As you start to write more functions, and as you want your functions to work with more types of inputs, it's useful to have some grounding in the underlying data structures that R is built on. This chapter will dive deeper into the objects that you've already used, helping you better understand how things work.
Atomic vectors and lists + data frames.
The most important class of objects in R is the __vector__. Every vector has two key properties:
Most important data types:
1. Its type, whether it's logical, numeric, character, and so on.
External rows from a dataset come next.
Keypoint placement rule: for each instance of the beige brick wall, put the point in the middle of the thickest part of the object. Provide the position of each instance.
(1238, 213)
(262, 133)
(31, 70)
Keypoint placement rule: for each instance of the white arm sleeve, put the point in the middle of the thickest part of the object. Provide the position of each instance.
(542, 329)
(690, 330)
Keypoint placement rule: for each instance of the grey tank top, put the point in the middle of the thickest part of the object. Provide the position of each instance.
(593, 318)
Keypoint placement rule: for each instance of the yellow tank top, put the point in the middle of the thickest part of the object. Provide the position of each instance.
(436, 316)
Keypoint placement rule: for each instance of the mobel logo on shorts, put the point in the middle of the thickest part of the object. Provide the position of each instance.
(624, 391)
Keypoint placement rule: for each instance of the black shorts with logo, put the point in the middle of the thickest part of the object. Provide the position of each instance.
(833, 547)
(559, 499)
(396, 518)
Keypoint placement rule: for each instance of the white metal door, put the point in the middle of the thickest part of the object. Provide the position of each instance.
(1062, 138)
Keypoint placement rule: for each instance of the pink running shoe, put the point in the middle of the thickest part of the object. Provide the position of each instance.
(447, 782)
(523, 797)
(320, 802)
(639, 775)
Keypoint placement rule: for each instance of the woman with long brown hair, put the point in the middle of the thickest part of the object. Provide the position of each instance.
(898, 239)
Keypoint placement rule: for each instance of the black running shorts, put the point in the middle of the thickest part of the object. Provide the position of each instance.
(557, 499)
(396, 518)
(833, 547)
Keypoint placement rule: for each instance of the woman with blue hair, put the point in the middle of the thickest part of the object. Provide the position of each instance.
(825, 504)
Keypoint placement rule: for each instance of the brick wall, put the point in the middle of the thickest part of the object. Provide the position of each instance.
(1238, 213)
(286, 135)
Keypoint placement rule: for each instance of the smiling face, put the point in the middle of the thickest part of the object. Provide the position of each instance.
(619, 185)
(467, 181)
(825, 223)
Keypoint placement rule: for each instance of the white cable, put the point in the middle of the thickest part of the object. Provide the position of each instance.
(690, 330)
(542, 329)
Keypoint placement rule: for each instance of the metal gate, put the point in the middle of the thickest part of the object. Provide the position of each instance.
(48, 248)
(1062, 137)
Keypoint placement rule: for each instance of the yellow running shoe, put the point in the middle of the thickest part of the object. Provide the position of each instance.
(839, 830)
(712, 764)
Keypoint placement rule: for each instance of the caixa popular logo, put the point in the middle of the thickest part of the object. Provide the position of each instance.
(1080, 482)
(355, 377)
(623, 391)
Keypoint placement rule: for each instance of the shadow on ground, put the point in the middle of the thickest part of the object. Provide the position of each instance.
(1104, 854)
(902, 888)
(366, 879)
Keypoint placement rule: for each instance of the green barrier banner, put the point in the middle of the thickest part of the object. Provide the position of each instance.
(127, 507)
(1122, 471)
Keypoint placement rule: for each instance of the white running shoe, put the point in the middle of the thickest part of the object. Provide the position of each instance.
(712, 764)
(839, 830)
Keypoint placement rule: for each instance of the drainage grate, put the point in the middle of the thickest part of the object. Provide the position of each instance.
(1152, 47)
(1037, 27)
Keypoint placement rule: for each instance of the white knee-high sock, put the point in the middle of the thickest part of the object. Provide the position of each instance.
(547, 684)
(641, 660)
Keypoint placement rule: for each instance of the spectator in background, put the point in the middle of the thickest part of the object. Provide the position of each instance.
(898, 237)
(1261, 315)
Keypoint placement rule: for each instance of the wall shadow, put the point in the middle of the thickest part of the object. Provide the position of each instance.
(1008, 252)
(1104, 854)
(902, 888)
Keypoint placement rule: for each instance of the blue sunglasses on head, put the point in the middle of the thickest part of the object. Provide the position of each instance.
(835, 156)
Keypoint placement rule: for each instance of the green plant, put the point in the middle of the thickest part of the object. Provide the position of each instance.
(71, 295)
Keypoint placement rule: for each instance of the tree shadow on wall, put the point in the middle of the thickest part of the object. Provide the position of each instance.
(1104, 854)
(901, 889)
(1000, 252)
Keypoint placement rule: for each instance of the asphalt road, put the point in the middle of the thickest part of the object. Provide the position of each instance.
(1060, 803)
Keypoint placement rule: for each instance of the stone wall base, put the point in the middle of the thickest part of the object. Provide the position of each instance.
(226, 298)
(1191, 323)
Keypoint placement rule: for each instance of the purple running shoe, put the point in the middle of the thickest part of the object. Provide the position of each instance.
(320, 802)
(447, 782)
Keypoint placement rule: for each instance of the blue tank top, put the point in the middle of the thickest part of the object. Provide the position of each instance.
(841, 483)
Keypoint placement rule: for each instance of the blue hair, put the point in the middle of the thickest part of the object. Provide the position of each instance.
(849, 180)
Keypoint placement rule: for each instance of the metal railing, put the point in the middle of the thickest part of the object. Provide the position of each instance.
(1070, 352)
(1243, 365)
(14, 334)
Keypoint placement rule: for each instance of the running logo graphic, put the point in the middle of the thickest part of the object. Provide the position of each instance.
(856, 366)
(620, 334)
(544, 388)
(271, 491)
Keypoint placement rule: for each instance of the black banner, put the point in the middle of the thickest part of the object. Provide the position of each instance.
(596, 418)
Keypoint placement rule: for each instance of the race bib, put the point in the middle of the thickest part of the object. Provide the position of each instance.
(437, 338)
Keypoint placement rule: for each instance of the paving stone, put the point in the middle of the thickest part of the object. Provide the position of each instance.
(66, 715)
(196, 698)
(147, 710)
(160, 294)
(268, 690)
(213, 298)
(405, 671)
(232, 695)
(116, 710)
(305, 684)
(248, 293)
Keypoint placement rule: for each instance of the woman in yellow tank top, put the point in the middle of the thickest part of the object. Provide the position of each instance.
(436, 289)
You
can determine the type of any R object with `typeof()`.
* logical
* integer & double
* character
* date
* date time
* factor
2. Its length, which you can retrieve with `length()`.
<http://adv-r.had.co.nz/OO-essentials.html>
Vectors are broken down into __atomic__ vectors, and __lists__. I call factors, dates, and date times __molecular vectors__ because they're built on top of atomic vectors. Data frames are similar, they're built on top of lists.
## Vectors
Every vector has three key properties:
1. Type: e.g. integer, double, list. Retrieve with `typeof()`.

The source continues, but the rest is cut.